Rather than easing pain and restoring function, inaccurate injections worsen both.
Injecting a local anesthetic around the shoulder area is a widely used method for determining the source of the pain and for predicting the success of subacromial decompression surgery. Injecting corticosteroids is done to reduce inflammation and pain. Both strategies are “based on the assumption that these injections can be given with great accuracy,” Dr. Henkus and his associates wrote (Arthroscopy 2006;22:277–82).
But few studies have examined the accuracy of shoulder injections.
The investigators assessed the technique in 33 patients with nontraumatic shoulder pain localized to the deltoid region. The 11 men and 22 women, with an average age of 46 years, were unable to lie on the affected side. Abduction, retroversion, or internal rotation of the glenohumeral joint against resistance provoked further pain.
With the subjects in an upright seated position, an experienced orthopedic surgeon injected all the shoulders with a mixture of bupivacaine, methylprednisolone, and a contrast agent. The surgeon was randomly assigned to approach either anteromedially (16 cases) or posteriorly (17 cases). An MRI was performed immediately to determine the location of the infiltration.

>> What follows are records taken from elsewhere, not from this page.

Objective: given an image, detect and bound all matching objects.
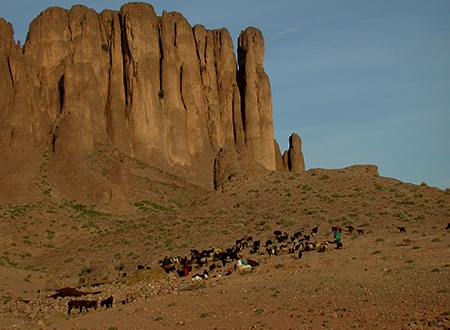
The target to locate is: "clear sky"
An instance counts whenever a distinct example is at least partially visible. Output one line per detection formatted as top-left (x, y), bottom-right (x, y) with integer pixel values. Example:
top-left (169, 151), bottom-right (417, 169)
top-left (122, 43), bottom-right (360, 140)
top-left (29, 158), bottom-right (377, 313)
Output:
top-left (0, 0), bottom-right (450, 189)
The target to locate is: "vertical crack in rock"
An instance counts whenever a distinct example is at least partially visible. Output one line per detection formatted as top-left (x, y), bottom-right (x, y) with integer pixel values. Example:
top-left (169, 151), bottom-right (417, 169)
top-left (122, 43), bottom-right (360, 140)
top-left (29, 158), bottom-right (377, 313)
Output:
top-left (58, 75), bottom-right (65, 114)
top-left (119, 14), bottom-right (133, 105)
top-left (6, 56), bottom-right (14, 88)
top-left (158, 23), bottom-right (164, 93)
top-left (180, 65), bottom-right (188, 111)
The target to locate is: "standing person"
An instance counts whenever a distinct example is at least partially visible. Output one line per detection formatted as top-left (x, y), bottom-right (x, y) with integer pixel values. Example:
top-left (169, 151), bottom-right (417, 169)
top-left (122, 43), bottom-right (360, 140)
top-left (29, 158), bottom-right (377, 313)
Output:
top-left (163, 256), bottom-right (170, 274)
top-left (183, 257), bottom-right (189, 276)
top-left (333, 226), bottom-right (342, 244)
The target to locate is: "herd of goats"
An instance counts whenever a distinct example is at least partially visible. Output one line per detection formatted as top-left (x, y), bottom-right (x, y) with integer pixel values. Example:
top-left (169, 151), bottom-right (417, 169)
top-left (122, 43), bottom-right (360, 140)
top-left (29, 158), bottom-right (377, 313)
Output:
top-left (160, 226), bottom-right (346, 280)
top-left (64, 223), bottom-right (432, 314)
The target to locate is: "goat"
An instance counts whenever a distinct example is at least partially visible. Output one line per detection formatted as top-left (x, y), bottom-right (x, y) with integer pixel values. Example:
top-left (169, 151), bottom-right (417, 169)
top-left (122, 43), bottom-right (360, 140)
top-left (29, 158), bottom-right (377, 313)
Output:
top-left (234, 259), bottom-right (253, 273)
top-left (273, 230), bottom-right (281, 236)
top-left (67, 300), bottom-right (97, 314)
top-left (316, 242), bottom-right (328, 252)
top-left (266, 246), bottom-right (278, 257)
top-left (100, 296), bottom-right (114, 308)
top-left (192, 269), bottom-right (209, 281)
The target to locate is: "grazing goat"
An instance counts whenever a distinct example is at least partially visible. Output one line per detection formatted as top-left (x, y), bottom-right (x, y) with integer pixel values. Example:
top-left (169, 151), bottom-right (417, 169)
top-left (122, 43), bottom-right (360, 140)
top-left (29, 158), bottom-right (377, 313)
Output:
top-left (273, 230), bottom-right (281, 236)
top-left (67, 300), bottom-right (97, 314)
top-left (192, 269), bottom-right (209, 281)
top-left (234, 259), bottom-right (253, 273)
top-left (266, 246), bottom-right (278, 257)
top-left (316, 242), bottom-right (328, 252)
top-left (100, 296), bottom-right (114, 308)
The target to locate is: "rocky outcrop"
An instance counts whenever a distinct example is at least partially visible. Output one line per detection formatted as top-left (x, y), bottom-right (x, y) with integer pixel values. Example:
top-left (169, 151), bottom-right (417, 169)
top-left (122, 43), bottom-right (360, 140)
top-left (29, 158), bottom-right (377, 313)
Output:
top-left (0, 3), bottom-right (304, 203)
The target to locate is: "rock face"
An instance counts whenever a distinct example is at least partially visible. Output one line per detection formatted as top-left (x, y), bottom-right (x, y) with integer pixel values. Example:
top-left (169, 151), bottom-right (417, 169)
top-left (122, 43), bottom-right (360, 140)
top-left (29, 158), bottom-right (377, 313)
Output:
top-left (0, 3), bottom-right (304, 203)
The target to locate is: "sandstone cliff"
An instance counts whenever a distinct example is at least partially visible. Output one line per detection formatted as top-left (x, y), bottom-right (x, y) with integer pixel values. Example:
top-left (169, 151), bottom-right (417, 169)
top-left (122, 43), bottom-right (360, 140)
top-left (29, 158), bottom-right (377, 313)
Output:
top-left (0, 3), bottom-right (304, 203)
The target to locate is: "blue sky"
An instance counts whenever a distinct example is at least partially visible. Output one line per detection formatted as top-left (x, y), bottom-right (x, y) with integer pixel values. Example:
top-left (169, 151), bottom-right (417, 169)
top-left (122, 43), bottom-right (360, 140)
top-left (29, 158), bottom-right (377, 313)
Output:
top-left (0, 0), bottom-right (450, 189)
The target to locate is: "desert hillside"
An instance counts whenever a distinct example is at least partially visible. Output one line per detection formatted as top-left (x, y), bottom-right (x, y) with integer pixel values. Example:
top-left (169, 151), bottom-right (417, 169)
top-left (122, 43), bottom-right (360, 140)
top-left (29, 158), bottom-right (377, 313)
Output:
top-left (0, 165), bottom-right (450, 329)
top-left (0, 2), bottom-right (450, 330)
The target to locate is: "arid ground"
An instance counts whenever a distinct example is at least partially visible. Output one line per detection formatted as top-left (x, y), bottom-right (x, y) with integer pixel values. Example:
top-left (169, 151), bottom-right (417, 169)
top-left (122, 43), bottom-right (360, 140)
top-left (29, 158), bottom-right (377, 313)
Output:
top-left (0, 166), bottom-right (450, 330)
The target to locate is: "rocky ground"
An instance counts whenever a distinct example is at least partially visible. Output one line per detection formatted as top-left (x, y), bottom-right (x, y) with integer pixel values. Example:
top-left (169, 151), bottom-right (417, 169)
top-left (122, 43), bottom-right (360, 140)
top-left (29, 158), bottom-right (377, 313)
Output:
top-left (0, 168), bottom-right (450, 329)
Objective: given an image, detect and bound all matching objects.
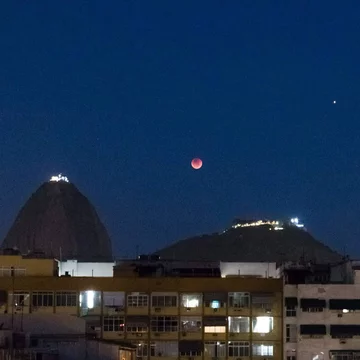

The subacromial bursa was accurately targeted in only 22 (66%) of cases, even though the surgeon was confident that the injections had been accurate in 30 cases (91%) and “doubtful” in only 3.
Three injections infiltrated only the deltoid muscle and subcutaneous tissue, two the glenohumeral joint only, two the acromioclavicular joint only, and three the rotator cuff only.
Even when the subacromial bursa was correctly targeted, many surrounding tissues were infiltrated as well. The rotator cuff was infiltrated 13 times, the deltoid muscle 3 times, and the coracoacromial ligament 2 times.
Pain was reduced and function improved in the cases in which the subacromial bursa alone was injected. However, pain increased and function declined or showed no change when other structures, particularly the rotator cuff, were infiltrated.
“The rotator cuff muscle or tendon was hit in 17 patients,” a “worrisome” incidence that could well have caused rotator cuff rupture, particularly if corticosteroids had been injected, the investigators noted.
Neither the type of approach (anterior or posterior) nor the patient's body mass index had any influence on the accuracy of injection placement.
Given that a single faulty injection to any of a variety of structures could produce either a false-positive or a false-negative result, these findings indicate that “the diagnostic use of local injections in the subacromial bursa [is] a poor tool,” they said.